Sexual size dimorphism (SSD) is nearly ubiquitous in squamate reptiles, but we know very little about the relative importance of sex differences in proximate genetic and environmental mediators of the development of body size. Recent studies from our laboratories suggest that males and females share similar genetic growth potentials but express different growth phenotypes and adult body size in the wild because of inherent ecological differences and potential epigenetic effects of sex-specific growth regulators. In several species of free-living Sceloporus lizards and in the rattlesnake Crotalus atrox, both male-and female-larger SSD develop because of sex differences in age-specific growth.

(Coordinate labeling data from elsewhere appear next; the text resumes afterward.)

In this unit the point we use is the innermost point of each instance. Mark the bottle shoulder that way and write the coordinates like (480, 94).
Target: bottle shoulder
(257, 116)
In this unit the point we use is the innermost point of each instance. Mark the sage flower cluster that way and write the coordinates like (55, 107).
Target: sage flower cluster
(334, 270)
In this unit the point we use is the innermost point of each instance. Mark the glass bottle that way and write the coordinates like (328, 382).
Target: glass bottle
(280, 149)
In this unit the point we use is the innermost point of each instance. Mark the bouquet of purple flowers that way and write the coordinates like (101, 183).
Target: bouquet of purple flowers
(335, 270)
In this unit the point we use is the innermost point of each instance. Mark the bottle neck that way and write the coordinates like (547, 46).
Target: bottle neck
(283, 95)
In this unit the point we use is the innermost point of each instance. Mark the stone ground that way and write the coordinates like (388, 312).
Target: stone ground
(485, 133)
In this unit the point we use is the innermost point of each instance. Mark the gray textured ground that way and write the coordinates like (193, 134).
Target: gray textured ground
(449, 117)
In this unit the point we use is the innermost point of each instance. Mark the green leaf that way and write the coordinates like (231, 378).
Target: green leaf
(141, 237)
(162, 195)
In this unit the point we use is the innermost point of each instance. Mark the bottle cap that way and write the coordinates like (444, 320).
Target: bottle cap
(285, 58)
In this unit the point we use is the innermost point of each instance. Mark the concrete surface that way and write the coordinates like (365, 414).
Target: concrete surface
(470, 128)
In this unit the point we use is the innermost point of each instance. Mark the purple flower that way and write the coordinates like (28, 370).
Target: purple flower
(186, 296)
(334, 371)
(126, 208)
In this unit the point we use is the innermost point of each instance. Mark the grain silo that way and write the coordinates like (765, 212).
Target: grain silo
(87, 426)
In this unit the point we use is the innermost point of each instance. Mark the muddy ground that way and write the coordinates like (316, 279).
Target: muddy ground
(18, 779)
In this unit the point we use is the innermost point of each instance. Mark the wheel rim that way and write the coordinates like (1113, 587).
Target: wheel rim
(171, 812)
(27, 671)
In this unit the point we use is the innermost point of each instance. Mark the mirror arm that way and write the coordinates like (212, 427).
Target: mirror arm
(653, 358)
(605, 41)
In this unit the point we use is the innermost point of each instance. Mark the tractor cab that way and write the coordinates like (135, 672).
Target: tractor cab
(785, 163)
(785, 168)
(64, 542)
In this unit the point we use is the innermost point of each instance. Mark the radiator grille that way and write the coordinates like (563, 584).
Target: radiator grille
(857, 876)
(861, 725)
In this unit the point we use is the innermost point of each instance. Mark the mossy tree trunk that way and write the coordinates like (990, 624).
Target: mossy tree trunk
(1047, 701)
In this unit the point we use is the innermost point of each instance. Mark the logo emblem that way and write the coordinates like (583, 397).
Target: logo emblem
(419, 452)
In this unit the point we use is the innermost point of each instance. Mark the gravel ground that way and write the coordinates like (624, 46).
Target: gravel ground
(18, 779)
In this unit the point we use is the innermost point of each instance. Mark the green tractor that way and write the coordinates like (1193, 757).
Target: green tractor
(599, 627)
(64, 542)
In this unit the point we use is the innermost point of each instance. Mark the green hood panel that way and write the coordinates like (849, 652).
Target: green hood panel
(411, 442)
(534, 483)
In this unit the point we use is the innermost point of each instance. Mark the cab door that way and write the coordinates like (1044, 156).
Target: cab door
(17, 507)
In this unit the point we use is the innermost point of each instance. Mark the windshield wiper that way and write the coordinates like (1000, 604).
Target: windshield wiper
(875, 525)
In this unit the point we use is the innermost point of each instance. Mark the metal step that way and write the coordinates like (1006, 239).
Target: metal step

Growth is responsive to food availability in both sexes, but sex differences in growth and body size are nearly absent in the laboratory in both Sceloporus and Crotalus, indicating a sex difference in sensitivity to environmental conditions. In field-active Sceloporus, sex differences in growth rate are associated with sexual divergence in plasma testosterone (T). Experiments confirm that T inhibits growth in female-larger species (S. undulatus and S. virgatus) but stimulates growth in male-larger S. jarrovii. However, both surgical castration and T replacement are without effect in captive S. jarrovii, possibly because growth effects of T are superseded by an ad libitum diet. Our results indicate that resource limits on growth differ between sexes in free-living squamates and that T can serve as a sex-specific, bipotential growth regulator, leading to SSD. Discrepancies between field and laboratory experiments suggest that epigenetic effects of T interact with energy balance to influence growth.